# prove that the union of two subgroups is a subgroup iff one is contained in other

Let $$H$$ and $$K$$ be two subgroups of a group $$G$$. Then $$H \cup K$$ is a subgroup $$\iff H\subset K$$ or $$K \subset H$$.

My proof: (probably contain errors)

If one subgroup is a subset of other then $$H\cup K$$ is a subgroup. The proof of this implication is easy.

Now if $$H\cup K$$ is a subgroup, we have to prove $$H\subset K$$ or $$K \subset H$$.

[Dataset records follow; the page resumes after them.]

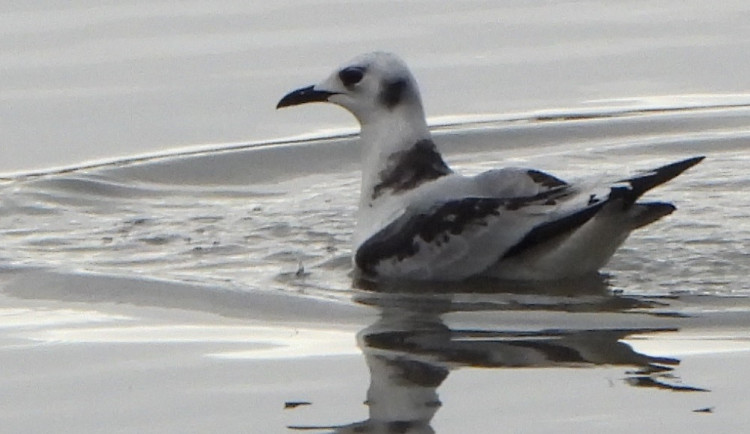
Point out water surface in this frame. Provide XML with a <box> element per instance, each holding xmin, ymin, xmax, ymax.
<box><xmin>1</xmin><ymin>100</ymin><xmax>749</xmax><ymax>432</ymax></box>
<box><xmin>2</xmin><ymin>1</ymin><xmax>750</xmax><ymax>431</ymax></box>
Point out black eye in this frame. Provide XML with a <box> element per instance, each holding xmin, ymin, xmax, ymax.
<box><xmin>339</xmin><ymin>67</ymin><xmax>365</xmax><ymax>87</ymax></box>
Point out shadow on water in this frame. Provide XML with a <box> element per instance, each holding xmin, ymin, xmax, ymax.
<box><xmin>289</xmin><ymin>277</ymin><xmax>707</xmax><ymax>433</ymax></box>
<box><xmin>352</xmin><ymin>273</ymin><xmax>679</xmax><ymax>314</ymax></box>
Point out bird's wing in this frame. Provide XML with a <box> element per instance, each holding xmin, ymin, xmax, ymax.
<box><xmin>354</xmin><ymin>156</ymin><xmax>704</xmax><ymax>281</ymax></box>
<box><xmin>355</xmin><ymin>182</ymin><xmax>600</xmax><ymax>281</ymax></box>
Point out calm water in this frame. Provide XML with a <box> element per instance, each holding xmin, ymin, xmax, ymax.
<box><xmin>4</xmin><ymin>1</ymin><xmax>750</xmax><ymax>173</ymax></box>
<box><xmin>2</xmin><ymin>102</ymin><xmax>749</xmax><ymax>431</ymax></box>
<box><xmin>2</xmin><ymin>1</ymin><xmax>750</xmax><ymax>431</ymax></box>
<box><xmin>2</xmin><ymin>102</ymin><xmax>748</xmax><ymax>298</ymax></box>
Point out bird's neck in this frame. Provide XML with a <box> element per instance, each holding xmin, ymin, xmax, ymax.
<box><xmin>358</xmin><ymin>105</ymin><xmax>432</xmax><ymax>206</ymax></box>
<box><xmin>354</xmin><ymin>106</ymin><xmax>452</xmax><ymax>247</ymax></box>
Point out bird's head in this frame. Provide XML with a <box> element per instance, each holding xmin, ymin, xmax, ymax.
<box><xmin>277</xmin><ymin>52</ymin><xmax>424</xmax><ymax>125</ymax></box>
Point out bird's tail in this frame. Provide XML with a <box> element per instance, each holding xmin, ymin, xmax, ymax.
<box><xmin>628</xmin><ymin>202</ymin><xmax>676</xmax><ymax>229</ymax></box>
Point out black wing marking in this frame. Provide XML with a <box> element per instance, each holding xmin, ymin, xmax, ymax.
<box><xmin>501</xmin><ymin>200</ymin><xmax>606</xmax><ymax>258</ymax></box>
<box><xmin>526</xmin><ymin>169</ymin><xmax>568</xmax><ymax>188</ymax></box>
<box><xmin>616</xmin><ymin>156</ymin><xmax>704</xmax><ymax>206</ymax></box>
<box><xmin>358</xmin><ymin>157</ymin><xmax>705</xmax><ymax>275</ymax></box>
<box><xmin>356</xmin><ymin>187</ymin><xmax>572</xmax><ymax>275</ymax></box>
<box><xmin>504</xmin><ymin>156</ymin><xmax>705</xmax><ymax>258</ymax></box>
<box><xmin>355</xmin><ymin>197</ymin><xmax>502</xmax><ymax>275</ymax></box>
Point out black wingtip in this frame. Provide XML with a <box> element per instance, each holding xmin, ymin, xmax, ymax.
<box><xmin>621</xmin><ymin>156</ymin><xmax>705</xmax><ymax>202</ymax></box>
<box><xmin>643</xmin><ymin>155</ymin><xmax>705</xmax><ymax>180</ymax></box>
<box><xmin>666</xmin><ymin>155</ymin><xmax>705</xmax><ymax>173</ymax></box>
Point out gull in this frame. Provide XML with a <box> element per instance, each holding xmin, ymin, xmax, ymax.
<box><xmin>277</xmin><ymin>52</ymin><xmax>703</xmax><ymax>281</ymax></box>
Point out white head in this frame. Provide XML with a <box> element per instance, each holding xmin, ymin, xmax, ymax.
<box><xmin>278</xmin><ymin>53</ymin><xmax>439</xmax><ymax>244</ymax></box>
<box><xmin>277</xmin><ymin>52</ymin><xmax>426</xmax><ymax>126</ymax></box>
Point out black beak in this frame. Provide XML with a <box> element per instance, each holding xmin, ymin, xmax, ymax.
<box><xmin>276</xmin><ymin>85</ymin><xmax>337</xmax><ymax>109</ymax></box>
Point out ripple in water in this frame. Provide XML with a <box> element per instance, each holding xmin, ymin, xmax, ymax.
<box><xmin>0</xmin><ymin>104</ymin><xmax>748</xmax><ymax>305</ymax></box>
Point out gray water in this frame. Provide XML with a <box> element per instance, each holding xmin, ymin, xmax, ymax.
<box><xmin>2</xmin><ymin>2</ymin><xmax>750</xmax><ymax>431</ymax></box>
<box><xmin>2</xmin><ymin>103</ymin><xmax>750</xmax><ymax>433</ymax></box>
<box><xmin>4</xmin><ymin>1</ymin><xmax>750</xmax><ymax>174</ymax></box>
<box><xmin>2</xmin><ymin>103</ymin><xmax>748</xmax><ymax>298</ymax></box>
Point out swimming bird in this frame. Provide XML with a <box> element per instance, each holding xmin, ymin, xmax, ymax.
<box><xmin>277</xmin><ymin>52</ymin><xmax>703</xmax><ymax>281</ymax></box>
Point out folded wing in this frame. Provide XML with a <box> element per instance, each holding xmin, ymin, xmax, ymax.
<box><xmin>355</xmin><ymin>157</ymin><xmax>704</xmax><ymax>281</ymax></box>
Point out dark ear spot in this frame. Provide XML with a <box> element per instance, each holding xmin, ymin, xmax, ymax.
<box><xmin>379</xmin><ymin>78</ymin><xmax>408</xmax><ymax>109</ymax></box>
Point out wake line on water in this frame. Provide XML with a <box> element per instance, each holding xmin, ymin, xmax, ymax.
<box><xmin>3</xmin><ymin>99</ymin><xmax>750</xmax><ymax>182</ymax></box>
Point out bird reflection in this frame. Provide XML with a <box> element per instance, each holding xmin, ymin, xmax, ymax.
<box><xmin>289</xmin><ymin>283</ymin><xmax>704</xmax><ymax>433</ymax></box>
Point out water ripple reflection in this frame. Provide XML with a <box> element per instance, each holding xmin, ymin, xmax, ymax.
<box><xmin>290</xmin><ymin>290</ymin><xmax>709</xmax><ymax>432</ymax></box>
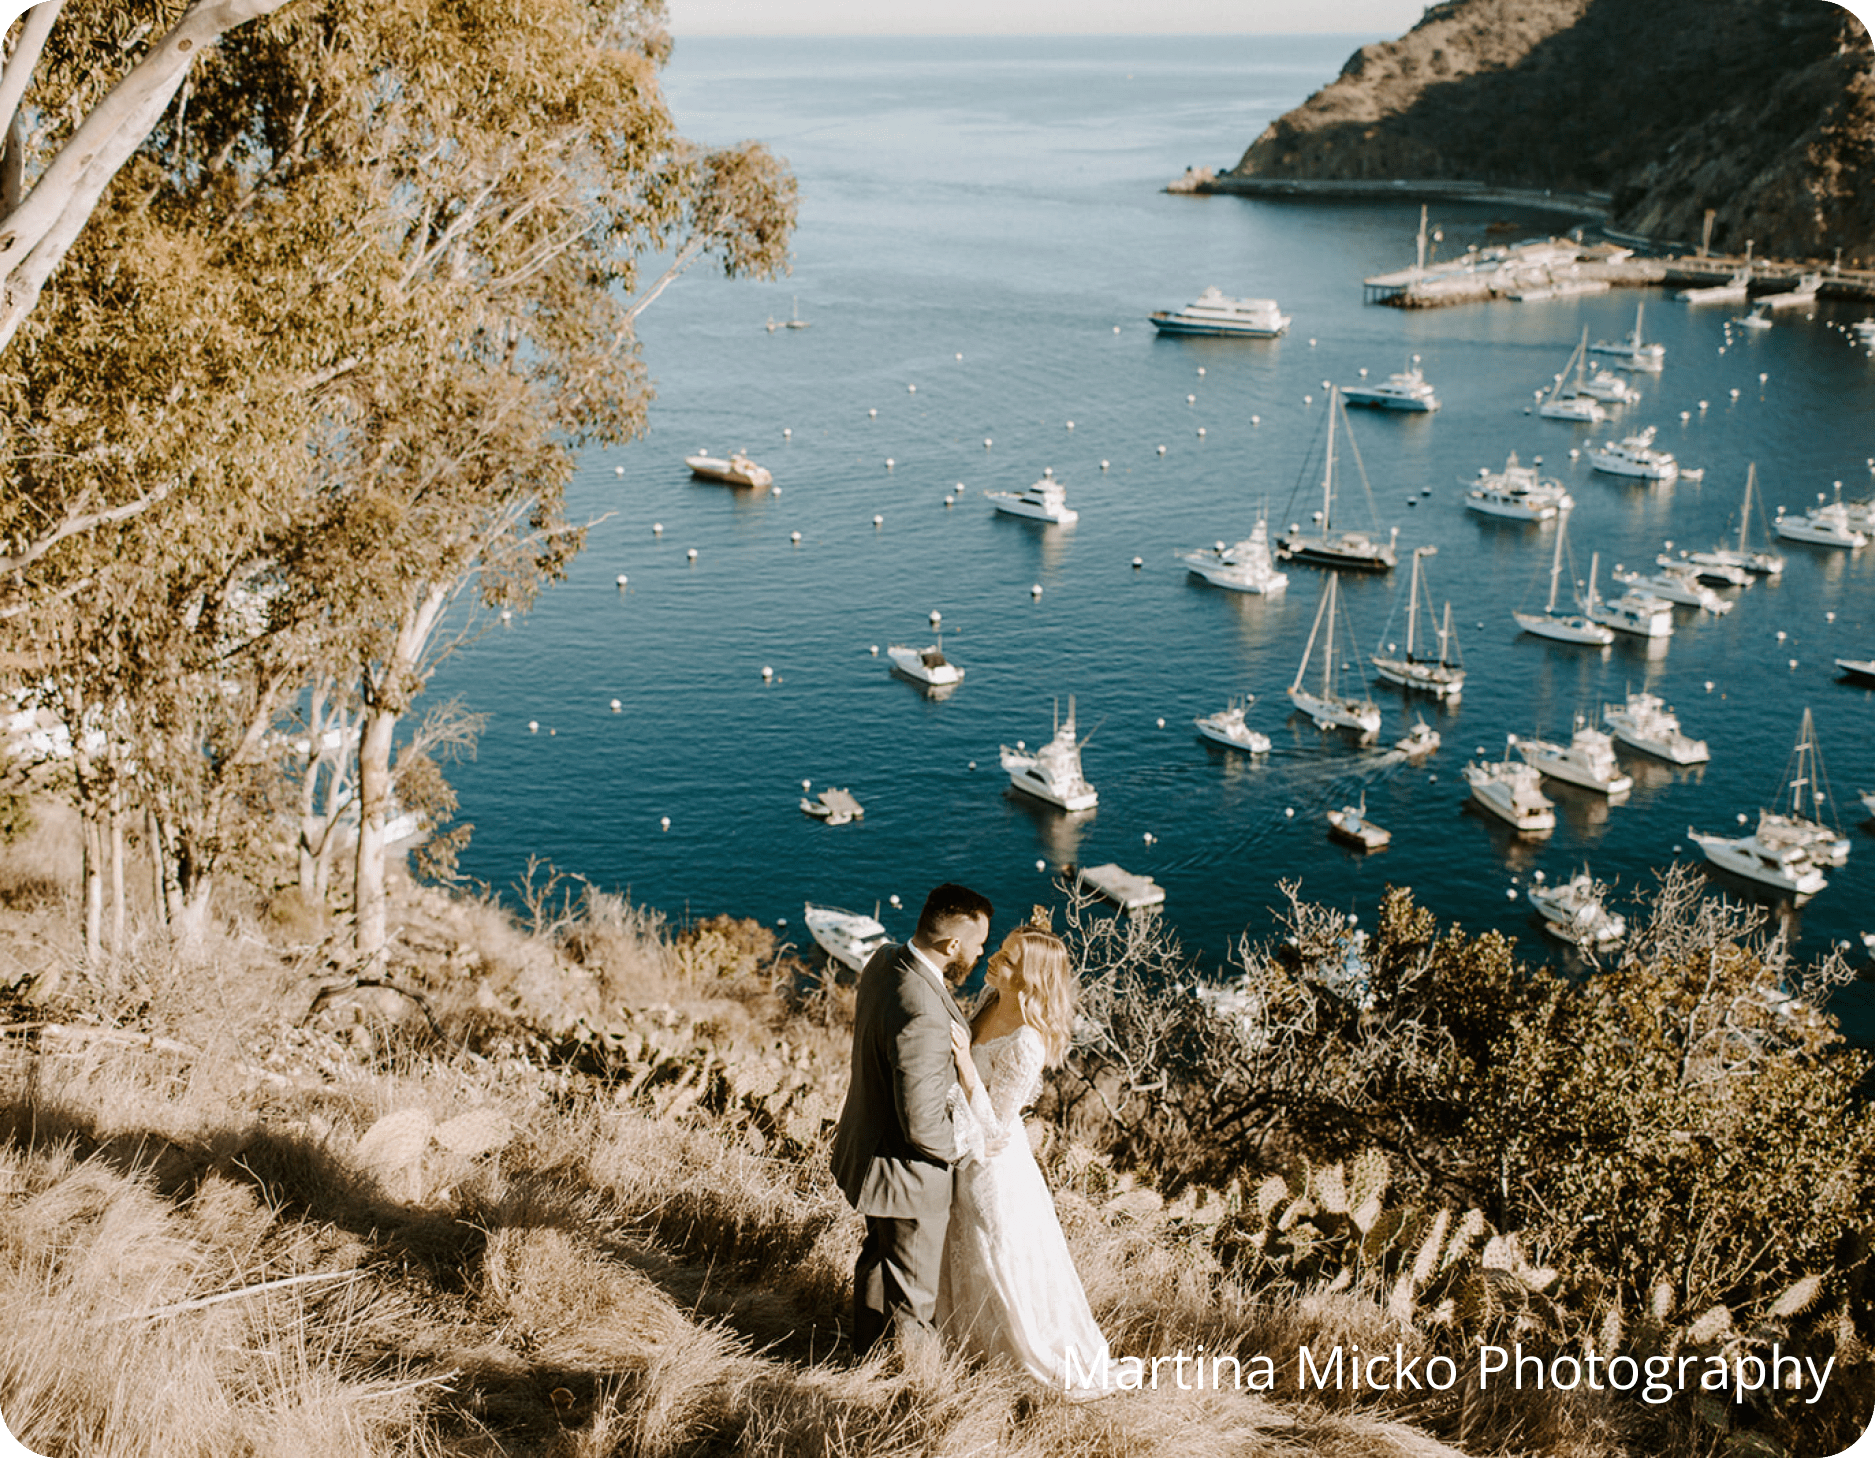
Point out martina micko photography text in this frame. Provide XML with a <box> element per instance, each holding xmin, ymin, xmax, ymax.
<box><xmin>1068</xmin><ymin>1341</ymin><xmax>1839</xmax><ymax>1408</ymax></box>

Let $$x\in H$$ and $$y\in K$$

Then $$x*y \in H \cup K$$ for $$H \cup K$$ is a subgroup.

$$\implies x*y \in H$$ or $$x*y \in K$$

$$\implies y\in H$$ or $$x \in K$$

If $$y\in H$$, then $$K\subset H$$. If $$y \notin H$$, then $$x \in K$$ which implies $$H \subset K$$

$$\therefore$$ $$H\subset K$$ or $$K \subset H$$.

I know that this proof is wrong. Please help me improve the proof. Suggestions and hints are welcomed. Preference is given to direct proof which uses only the elementary properties of a group (proof which help me to improve the proof I had written) but proof by contradictions are also okay. Thanks in advance.

• $x*y\in H\cap K$ is false. What is true is that it's in $H\cup K$. Aug 8, 2017 at 14:05
• How do you get from $y\in H$ to $K\subset H$? Aug 8, 2017 at 14:07
• @Lord sorry I know it is wrong. I started with a $y \in K$ and arrived at a conclusion that $y \in H$. My idea is that suppose $x_1,x_2 \in H$ and $y_1, y_2 \in K$ such that $x_1 \in K$ but $x_2 \notin K$. But this forces both $y_1$ and $y_2 \in H$. Aug 8, 2017 at 14:18
• @Lord I have this rotten proof in my hand. I want to improve this Aug 8, 2017 at 14:21
• The most glaring error in my opinion is saying "...this implication is easy". If you're asking for people to check your work, then actually spell out the details, easy or not, or else don't bother writing it at all. Mar 23, 2020 at 16:15

We will prove that

$(1)\quad K\cup H$ is a subgroup $\implies K\subset H \lor H\subset K$

$(H\not\subset K)\land (K\not\subset H) \iff \left\lbrace\begin{array}l \exists h\in H\backslash K \\\exists k\in K\backslash H \end{array}\right.$

Let $u= k*h\in K\cup H$

$k*h\in K\cup H \implies \left\lbrace \begin{array}l k*h\in K\implies k^{-1}*k*h\in K\implies h\in K \quad\text{contradiction}\\\text{or}\\k*h\in H\implies k*h*h^{-1}\in H\implies k\in H \quad\text{contradiction}\end{array}\right.$

So $K\cup H$ is a subgroup $\implies K\subset H \lor H\subset K$

$(2)\quad K\subset H \lor H\subset K \implies$ $K\cup H$ is a subgroup is obvious

• Any direct proof please Aug 8, 2017 at 14:37
• The first one should be $k^{-1}*k*h = h$. Aug 8, 2017 at 14:37
• proof which help me to improve the proof I had written Aug 8, 2017 at 14:38
• @platty thanks and done
– Stu
Aug 8, 2017 at 14:45

I think any such proof would revolve around the same ideas. But here's how we can phrase it to stay close enough to your original proof.

After

… we have to prove $H\subset K$ or $K\subset H$

we can insert the following: If $H\subset K$, we're done. So let's assume that $H\not\subset K$ (in which case our goal is to show that $K\subset H$). Then instead of

Let $x\in H$

it's better to pick $x\in H\setminus K$. Now we can pick any $y\in K$, as you did. And as in your proof (but I just want to give a name to the new element):

Then $z=x*y\in H\cup K$ for $H\cup K$ is a subgroup $\implies$ $x*y\in H$ or $x*y\in K$.

If $z=x*y\in K$, then $x=zy^{-1}\in K$, since both $z\in K$ and $y^{-1}\in K$. But this is impossible because we chose $x\in H\setminus K$. Therefore $z=x*y\in H$. But then $y=x^{-1}z\in H$, since both $x^{-1}\in H$ and $z\in H$.

Thus we've shown that for any element $y\in K$, we have $y\in H$, i.e. $K\subset H$.